He strolled past a sidewalk cafe where another woman, her baby face smudged and her hair wildly awry, was entertaining the patrons with a Shirley Temple imitation, tap-dancing
The Good Ship Lollipop
with demonic energy. They tossed money at her, but she wouldn’t go away until she finished her wretched performance.
A row of men in their twenties, bearded, their brown faces splotched with broken red blisters, sat on the sidewalk and rested against the fence of the Luxembourg gardens. They didn’t offer him anything or ask him for anything.
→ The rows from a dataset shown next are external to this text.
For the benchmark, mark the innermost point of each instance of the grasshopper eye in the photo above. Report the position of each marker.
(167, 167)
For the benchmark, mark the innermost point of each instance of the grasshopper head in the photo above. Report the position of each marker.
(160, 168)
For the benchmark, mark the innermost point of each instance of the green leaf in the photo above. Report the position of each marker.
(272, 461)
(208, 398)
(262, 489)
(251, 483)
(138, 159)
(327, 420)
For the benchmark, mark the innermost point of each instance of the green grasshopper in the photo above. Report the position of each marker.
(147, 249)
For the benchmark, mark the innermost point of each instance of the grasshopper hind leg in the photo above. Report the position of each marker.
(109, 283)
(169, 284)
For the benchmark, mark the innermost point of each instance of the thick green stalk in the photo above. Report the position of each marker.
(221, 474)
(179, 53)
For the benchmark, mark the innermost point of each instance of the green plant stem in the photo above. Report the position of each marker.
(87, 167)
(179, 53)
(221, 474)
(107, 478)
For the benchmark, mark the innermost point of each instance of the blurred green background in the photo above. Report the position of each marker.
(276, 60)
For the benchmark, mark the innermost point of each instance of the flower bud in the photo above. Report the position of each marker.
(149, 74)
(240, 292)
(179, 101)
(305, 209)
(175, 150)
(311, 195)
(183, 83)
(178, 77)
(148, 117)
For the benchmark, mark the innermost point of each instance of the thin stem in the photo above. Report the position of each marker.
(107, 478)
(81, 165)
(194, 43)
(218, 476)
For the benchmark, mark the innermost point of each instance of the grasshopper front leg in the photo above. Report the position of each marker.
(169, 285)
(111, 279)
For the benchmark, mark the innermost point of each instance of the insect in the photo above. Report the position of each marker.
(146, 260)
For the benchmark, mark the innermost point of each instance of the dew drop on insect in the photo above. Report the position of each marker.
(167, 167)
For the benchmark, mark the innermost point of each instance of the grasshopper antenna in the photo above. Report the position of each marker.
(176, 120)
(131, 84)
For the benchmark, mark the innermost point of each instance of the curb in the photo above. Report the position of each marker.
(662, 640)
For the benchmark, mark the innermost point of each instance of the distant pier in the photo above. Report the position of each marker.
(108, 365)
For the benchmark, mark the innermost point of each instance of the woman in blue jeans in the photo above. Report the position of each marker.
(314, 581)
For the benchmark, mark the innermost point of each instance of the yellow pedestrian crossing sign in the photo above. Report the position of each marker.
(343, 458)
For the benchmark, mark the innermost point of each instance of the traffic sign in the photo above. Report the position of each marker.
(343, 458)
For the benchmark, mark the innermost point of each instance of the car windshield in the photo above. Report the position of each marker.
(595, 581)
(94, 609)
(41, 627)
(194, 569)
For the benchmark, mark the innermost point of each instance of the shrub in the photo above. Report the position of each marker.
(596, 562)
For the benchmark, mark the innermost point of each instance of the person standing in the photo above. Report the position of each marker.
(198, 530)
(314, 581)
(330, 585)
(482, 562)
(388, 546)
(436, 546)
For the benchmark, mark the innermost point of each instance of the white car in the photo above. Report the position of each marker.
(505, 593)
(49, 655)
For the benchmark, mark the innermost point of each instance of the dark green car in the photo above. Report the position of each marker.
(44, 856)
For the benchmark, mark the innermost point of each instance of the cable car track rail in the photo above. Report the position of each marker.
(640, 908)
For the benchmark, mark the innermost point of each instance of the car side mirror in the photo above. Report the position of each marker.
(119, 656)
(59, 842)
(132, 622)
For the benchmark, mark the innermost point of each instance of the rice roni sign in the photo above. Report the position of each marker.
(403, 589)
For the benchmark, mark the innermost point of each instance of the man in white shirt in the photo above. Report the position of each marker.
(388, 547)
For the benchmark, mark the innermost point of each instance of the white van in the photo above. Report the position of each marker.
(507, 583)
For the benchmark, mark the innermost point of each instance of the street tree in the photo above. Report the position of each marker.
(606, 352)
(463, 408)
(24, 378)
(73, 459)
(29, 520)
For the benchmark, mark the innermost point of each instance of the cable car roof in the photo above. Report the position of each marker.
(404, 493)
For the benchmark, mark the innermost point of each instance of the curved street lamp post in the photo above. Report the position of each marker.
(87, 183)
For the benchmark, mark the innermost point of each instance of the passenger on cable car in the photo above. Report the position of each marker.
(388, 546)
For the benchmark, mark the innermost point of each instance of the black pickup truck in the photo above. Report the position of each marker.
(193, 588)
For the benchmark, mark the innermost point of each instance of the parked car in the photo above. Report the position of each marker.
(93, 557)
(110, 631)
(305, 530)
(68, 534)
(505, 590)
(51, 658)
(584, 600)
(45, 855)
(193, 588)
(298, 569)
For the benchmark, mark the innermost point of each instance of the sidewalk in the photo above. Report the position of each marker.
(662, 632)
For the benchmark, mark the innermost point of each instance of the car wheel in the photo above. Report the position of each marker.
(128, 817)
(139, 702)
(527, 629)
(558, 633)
Blake reached Montparnasse. On the horizon, above the centuries-old roofs of the city, rose a ring of highrises which enclosed central Paris like a palisade. The wall of cement and glass cut off what breeze there was, trapping fetid summer air in the basin of the Seine. Around him the eternal traffic of Paris swirled, quieter and less smoky now that all the scooters and cars were electric, but as breakneck and aggressive as ever; there was a constant hiss of tires, accompanied by the jackass whinny and neigh of horns as drivers tried to shove each other out of the way and cut each other off by sound and fury alone. Paris, City of Light.
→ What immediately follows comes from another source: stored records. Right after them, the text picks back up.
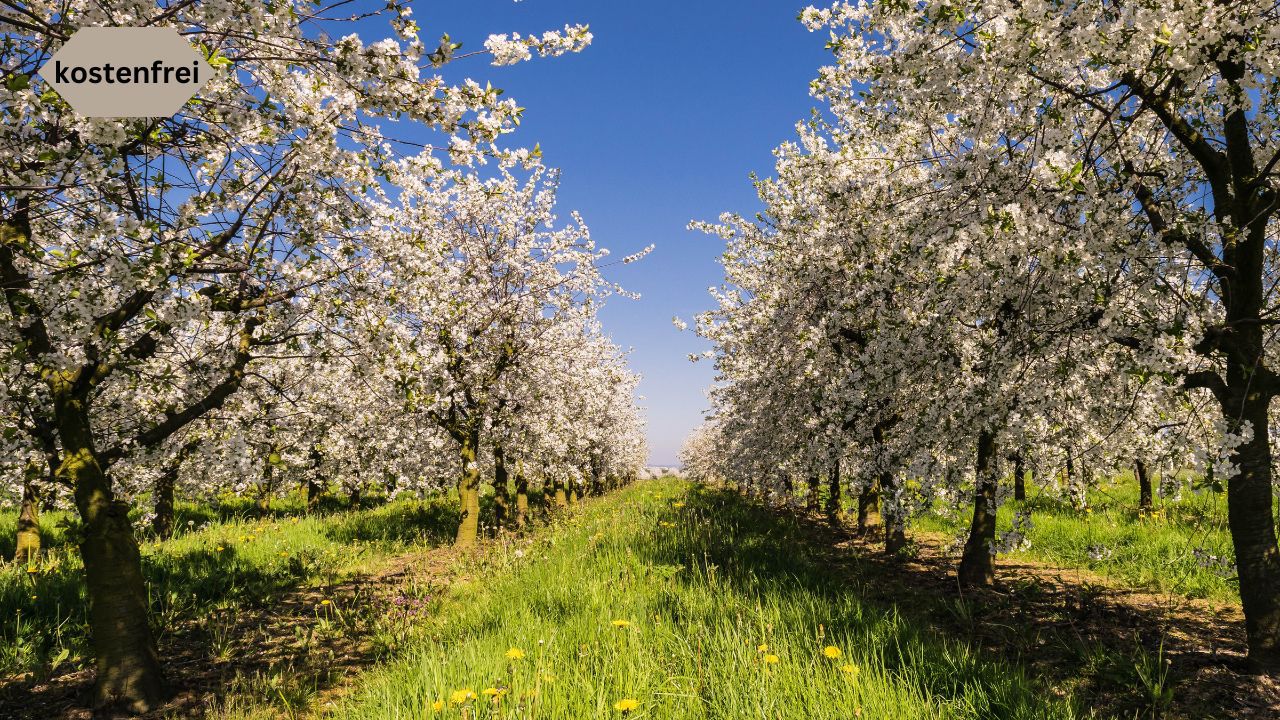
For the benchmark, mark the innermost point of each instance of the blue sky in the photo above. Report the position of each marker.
(658, 122)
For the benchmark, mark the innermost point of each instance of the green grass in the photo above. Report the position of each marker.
(1112, 540)
(702, 578)
(228, 556)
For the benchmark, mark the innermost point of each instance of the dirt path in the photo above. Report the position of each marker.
(302, 648)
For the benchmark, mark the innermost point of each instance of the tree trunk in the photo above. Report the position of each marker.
(978, 565)
(469, 492)
(27, 548)
(1143, 484)
(312, 487)
(264, 499)
(895, 528)
(833, 491)
(128, 668)
(501, 490)
(164, 492)
(1019, 475)
(1252, 524)
(521, 500)
(868, 500)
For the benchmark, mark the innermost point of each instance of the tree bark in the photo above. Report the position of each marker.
(1019, 475)
(814, 490)
(1252, 524)
(312, 487)
(164, 491)
(868, 500)
(27, 548)
(469, 491)
(128, 668)
(1139, 470)
(978, 564)
(521, 500)
(833, 491)
(501, 488)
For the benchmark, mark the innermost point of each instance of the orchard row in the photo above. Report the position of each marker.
(1029, 236)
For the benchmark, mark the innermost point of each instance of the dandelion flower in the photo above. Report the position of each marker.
(460, 697)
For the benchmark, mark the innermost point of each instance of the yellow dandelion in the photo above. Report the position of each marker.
(460, 697)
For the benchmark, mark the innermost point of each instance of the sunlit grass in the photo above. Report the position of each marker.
(218, 560)
(671, 600)
(1153, 551)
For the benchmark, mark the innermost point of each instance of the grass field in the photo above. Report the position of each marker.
(673, 601)
(1153, 551)
(664, 600)
(218, 563)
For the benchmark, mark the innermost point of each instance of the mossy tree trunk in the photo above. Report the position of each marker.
(868, 501)
(469, 491)
(1144, 500)
(27, 548)
(312, 487)
(1019, 475)
(833, 491)
(128, 668)
(977, 564)
(501, 488)
(521, 500)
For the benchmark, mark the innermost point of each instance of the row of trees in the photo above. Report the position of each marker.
(1018, 236)
(268, 290)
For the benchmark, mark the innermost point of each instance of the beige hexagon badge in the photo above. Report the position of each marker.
(127, 72)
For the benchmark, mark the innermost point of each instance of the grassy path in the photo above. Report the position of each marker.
(666, 600)
(673, 601)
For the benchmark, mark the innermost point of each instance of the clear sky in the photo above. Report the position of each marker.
(658, 122)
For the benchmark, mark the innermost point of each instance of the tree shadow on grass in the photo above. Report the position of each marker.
(1031, 641)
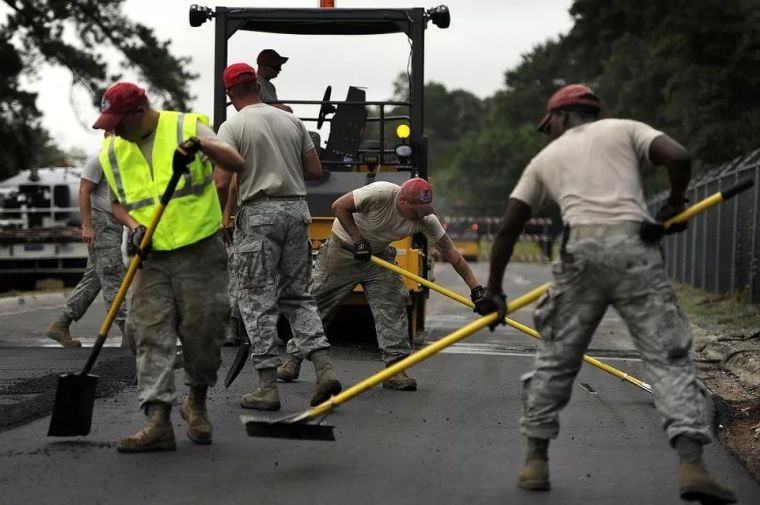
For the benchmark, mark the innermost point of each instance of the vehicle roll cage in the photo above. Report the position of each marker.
(412, 22)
Blake turned back along the same route. This time the African didn’t try to sell him an ornithopter. Shirley Temple was opening a new show, farther down the boulevard. The apple-doll woman came at him again, her memory a blank. “Do you speak English? Do you speak Dutch?”
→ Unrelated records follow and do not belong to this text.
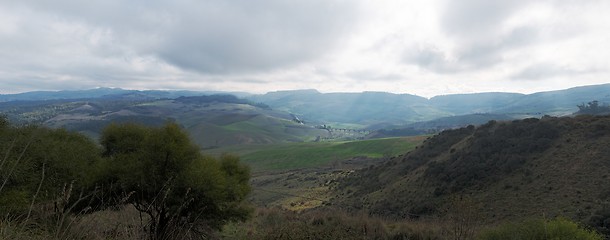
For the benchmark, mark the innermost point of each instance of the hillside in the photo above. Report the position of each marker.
(212, 121)
(531, 167)
(361, 108)
(375, 109)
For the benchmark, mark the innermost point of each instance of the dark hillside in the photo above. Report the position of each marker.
(531, 167)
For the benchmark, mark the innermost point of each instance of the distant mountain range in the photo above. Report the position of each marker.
(373, 108)
(366, 110)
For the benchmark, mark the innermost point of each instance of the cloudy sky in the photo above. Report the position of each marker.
(427, 47)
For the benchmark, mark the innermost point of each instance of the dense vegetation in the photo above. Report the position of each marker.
(510, 170)
(54, 177)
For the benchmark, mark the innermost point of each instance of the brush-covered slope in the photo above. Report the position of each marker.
(531, 167)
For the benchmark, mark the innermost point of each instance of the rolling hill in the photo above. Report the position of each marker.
(370, 109)
(212, 121)
(510, 170)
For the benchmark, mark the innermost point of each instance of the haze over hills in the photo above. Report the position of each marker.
(212, 121)
(391, 114)
(369, 108)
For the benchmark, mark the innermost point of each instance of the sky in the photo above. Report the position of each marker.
(426, 48)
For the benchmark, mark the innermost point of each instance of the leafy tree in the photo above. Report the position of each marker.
(162, 173)
(39, 165)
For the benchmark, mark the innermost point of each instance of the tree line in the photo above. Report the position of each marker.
(157, 170)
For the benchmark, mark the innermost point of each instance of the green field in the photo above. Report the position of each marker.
(313, 154)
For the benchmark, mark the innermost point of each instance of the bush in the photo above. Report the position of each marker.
(539, 229)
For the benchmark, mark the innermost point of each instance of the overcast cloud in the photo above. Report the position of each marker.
(427, 47)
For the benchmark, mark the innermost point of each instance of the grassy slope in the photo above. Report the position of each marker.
(314, 154)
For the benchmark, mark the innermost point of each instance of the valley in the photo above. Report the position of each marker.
(404, 159)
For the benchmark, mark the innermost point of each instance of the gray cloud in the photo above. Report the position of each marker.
(548, 70)
(218, 36)
(476, 18)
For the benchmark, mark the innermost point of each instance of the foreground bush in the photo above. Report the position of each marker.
(539, 229)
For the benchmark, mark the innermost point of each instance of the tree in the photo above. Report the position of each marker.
(38, 165)
(162, 174)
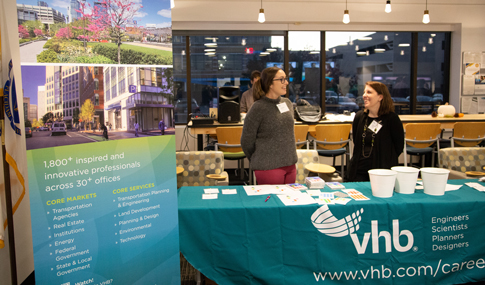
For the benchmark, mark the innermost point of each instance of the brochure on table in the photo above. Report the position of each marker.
(105, 214)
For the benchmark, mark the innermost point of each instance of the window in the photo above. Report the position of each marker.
(222, 60)
(304, 67)
(333, 78)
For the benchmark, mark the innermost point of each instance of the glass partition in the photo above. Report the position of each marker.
(304, 67)
(353, 58)
(218, 61)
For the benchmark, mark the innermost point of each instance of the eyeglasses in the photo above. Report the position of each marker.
(283, 80)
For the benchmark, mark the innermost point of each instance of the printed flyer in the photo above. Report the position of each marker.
(105, 214)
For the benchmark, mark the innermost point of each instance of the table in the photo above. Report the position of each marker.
(446, 123)
(406, 239)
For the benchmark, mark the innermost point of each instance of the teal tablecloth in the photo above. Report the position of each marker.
(406, 239)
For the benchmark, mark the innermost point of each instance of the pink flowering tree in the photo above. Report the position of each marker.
(23, 32)
(64, 33)
(119, 14)
(108, 19)
(38, 32)
(92, 22)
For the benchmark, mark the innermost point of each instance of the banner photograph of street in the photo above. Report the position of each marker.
(95, 32)
(71, 104)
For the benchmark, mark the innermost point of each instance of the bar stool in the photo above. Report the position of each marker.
(468, 134)
(229, 142)
(332, 140)
(418, 140)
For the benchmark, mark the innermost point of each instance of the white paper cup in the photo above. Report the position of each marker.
(406, 179)
(382, 182)
(434, 180)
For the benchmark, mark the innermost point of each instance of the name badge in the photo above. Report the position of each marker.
(283, 107)
(375, 126)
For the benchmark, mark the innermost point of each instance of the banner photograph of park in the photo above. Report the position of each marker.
(95, 32)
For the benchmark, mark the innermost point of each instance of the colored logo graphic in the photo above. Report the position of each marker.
(329, 225)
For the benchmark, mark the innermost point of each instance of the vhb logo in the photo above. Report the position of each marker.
(328, 224)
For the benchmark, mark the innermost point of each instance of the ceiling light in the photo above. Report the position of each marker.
(426, 14)
(346, 19)
(388, 6)
(261, 17)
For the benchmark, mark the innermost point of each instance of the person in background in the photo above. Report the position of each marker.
(247, 99)
(377, 133)
(105, 131)
(137, 126)
(161, 127)
(268, 137)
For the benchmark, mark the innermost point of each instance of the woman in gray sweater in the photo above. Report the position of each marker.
(268, 137)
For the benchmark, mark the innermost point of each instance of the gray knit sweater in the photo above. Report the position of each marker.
(268, 137)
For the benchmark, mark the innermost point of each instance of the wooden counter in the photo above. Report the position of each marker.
(446, 123)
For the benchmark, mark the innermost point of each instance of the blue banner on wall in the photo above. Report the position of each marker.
(105, 215)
Blake knew what he had to do next–he had to find a way to join the Free Spirit. Although the Tappers knew Blake Redfield all too well, other arms of the international cult fished in other waters; the homeless youth of Europe were a deep reservoir of malleable souls. After three days in Paris he had no doubt that Editions Lequeu and the Athanasian Society were the same organization. The Athanasians might find a derelict with a fascination for things Egyptian an especially attractive catch.
Almost two years had past since Blake saw Ellen Troy in the Grand Central Conservatory. At a Sotheby’s auction, Blake had agreed to represent a Port Hesperus buyer in what turned out to be a successful bid to acquire a valuable first edition of
The Seven Pillars of Wisdom
, by T. E. Lawrence. Then, while transporting the book to Port Hesperus, the freighter
Star Queen
had had a fatal mishap.*
When Blake learned who had been assigned to investigate the incident, he immediately booked passage on a liner to Venus–ostensibly to see to the safety of his client’s property, but actually to confront the Space Board inspector who was handling the
Star Queen
case, Ellen Troy herself. This time Blake made it impossible for her avoid him.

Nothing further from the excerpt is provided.